We also see the new term limits rules shifting the experience mix in the Legislature. Five of the 20 Senators who were elected this week have no previous legislative experience. For decades, the Senate had been a sort of graduate school to the Assembly’s undergrad. Moving houses was viewed as a type of promotion.
No longer. While we had a large freshman class in the Assembly this year, it was one of the last ones we’ll have for a while, as many Assemblymembers forego Senate runs in favor of staying in their Assembly districts for their entire 12 years of eligibility. The introduction of the Senate learning curve creates a new dynamic in the “upper house” and a new set of challenges for new Senate leader Kevin DeLeon.
The changes have also given us a couple of wildcards.
The biggest surprise of the night was Democrat Raul Bocanegra’s struggles against a political unknown, Patty Lopez. Bocanegra, a prolific party fundraiser who was in line to become the next chairman of the Assembly Utilities Committee, was trailing as of Wednesday morning against Lopez, a community activist who spent literally no money on her campaign according to the Secretary of State’s Web site, and whose only campaign videos online are in Spanish.

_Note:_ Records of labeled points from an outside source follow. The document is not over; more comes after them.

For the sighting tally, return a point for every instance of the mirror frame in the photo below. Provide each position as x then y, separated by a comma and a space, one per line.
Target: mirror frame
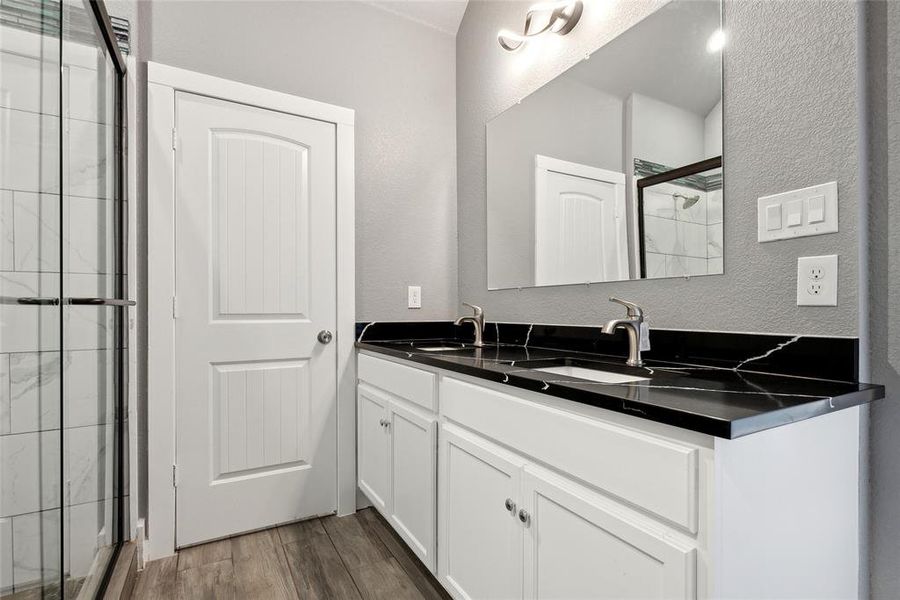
692, 169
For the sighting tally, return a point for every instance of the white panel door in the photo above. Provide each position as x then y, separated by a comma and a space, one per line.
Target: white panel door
480, 539
580, 226
255, 283
577, 545
373, 462
413, 479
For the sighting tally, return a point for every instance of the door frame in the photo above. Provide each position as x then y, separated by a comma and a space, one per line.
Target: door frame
162, 84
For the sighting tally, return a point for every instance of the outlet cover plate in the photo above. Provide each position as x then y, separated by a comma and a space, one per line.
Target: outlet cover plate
817, 280
414, 296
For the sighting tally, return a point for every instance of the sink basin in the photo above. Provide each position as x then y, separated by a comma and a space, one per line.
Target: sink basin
592, 374
439, 348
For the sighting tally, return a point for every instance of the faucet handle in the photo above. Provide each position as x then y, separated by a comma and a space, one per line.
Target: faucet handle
634, 311
478, 310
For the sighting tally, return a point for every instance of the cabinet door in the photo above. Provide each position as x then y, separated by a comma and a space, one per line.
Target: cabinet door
480, 540
373, 447
579, 544
414, 479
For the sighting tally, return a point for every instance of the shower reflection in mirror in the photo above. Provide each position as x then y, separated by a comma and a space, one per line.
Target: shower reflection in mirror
570, 167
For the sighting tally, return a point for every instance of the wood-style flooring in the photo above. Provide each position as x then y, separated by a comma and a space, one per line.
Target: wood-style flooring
332, 558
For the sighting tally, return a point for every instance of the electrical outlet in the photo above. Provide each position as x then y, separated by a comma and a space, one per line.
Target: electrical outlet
817, 280
414, 296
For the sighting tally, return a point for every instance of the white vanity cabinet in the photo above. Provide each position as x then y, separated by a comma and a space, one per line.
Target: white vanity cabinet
397, 446
579, 544
539, 497
479, 531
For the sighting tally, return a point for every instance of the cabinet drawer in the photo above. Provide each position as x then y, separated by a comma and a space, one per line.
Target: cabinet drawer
652, 473
408, 383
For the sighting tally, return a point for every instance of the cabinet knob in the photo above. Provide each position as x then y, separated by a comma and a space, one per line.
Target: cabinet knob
524, 517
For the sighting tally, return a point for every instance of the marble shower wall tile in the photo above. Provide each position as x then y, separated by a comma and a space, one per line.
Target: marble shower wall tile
656, 265
89, 248
90, 392
714, 240
30, 73
7, 231
660, 202
36, 548
685, 266
31, 145
89, 463
88, 527
715, 214
34, 391
678, 238
90, 173
5, 425
29, 481
83, 95
37, 231
28, 328
6, 581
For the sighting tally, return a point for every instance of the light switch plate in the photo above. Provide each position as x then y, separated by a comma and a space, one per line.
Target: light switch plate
809, 211
414, 296
817, 280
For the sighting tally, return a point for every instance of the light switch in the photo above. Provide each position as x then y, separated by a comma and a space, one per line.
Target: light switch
815, 209
773, 217
794, 210
797, 213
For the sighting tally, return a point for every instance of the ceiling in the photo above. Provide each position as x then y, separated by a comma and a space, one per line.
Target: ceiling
664, 57
443, 15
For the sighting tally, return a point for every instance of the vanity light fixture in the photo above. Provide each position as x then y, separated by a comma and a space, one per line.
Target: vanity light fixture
716, 41
557, 17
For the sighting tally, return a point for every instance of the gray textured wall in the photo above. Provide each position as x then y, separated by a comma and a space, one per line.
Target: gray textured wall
884, 231
790, 121
398, 75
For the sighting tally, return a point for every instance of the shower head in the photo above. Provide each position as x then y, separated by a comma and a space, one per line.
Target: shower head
689, 201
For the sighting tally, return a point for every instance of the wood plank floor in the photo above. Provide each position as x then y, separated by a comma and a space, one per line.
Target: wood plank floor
356, 557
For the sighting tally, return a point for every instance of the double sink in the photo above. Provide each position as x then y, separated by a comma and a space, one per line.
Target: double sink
566, 367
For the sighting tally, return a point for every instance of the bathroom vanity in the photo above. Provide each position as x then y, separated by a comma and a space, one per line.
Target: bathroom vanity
511, 474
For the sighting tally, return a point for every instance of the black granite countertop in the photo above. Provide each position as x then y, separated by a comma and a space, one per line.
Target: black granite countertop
724, 402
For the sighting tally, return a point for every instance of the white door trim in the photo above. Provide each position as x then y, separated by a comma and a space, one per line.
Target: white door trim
162, 83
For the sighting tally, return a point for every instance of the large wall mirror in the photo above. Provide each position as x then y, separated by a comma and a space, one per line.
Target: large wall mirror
613, 170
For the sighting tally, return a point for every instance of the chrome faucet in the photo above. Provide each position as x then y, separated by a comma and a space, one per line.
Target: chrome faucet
477, 320
632, 324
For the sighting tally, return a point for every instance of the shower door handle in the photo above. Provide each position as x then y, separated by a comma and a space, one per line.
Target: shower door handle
99, 302
51, 301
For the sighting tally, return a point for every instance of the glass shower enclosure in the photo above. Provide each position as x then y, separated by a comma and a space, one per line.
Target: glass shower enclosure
62, 306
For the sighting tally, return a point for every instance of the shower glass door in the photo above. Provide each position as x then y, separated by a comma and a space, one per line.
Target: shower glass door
30, 286
62, 340
90, 275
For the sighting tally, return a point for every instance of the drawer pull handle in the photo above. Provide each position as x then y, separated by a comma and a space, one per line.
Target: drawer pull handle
524, 517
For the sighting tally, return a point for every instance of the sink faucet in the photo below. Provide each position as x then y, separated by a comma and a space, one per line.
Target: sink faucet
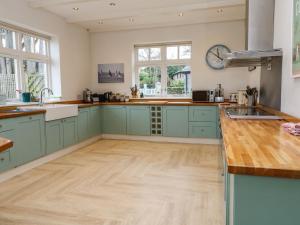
42, 94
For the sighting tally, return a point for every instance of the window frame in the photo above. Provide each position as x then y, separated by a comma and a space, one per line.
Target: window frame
19, 55
163, 64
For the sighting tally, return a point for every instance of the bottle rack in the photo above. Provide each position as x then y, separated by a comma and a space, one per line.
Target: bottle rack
156, 120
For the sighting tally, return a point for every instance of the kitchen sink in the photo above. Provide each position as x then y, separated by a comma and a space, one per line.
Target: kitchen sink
55, 111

But Lopez is a Democrat, and under the new primary rules, she advanced to the fall runoff against Bocanegra by finishing second in the June primary. Under the old rules, Bocanegra would have been running against a Republican and sailed to reelection in his solidly Democratic San Fernando Valley district. Now, his fate will be determined by provisional ballots, lawyers, recounts and the like.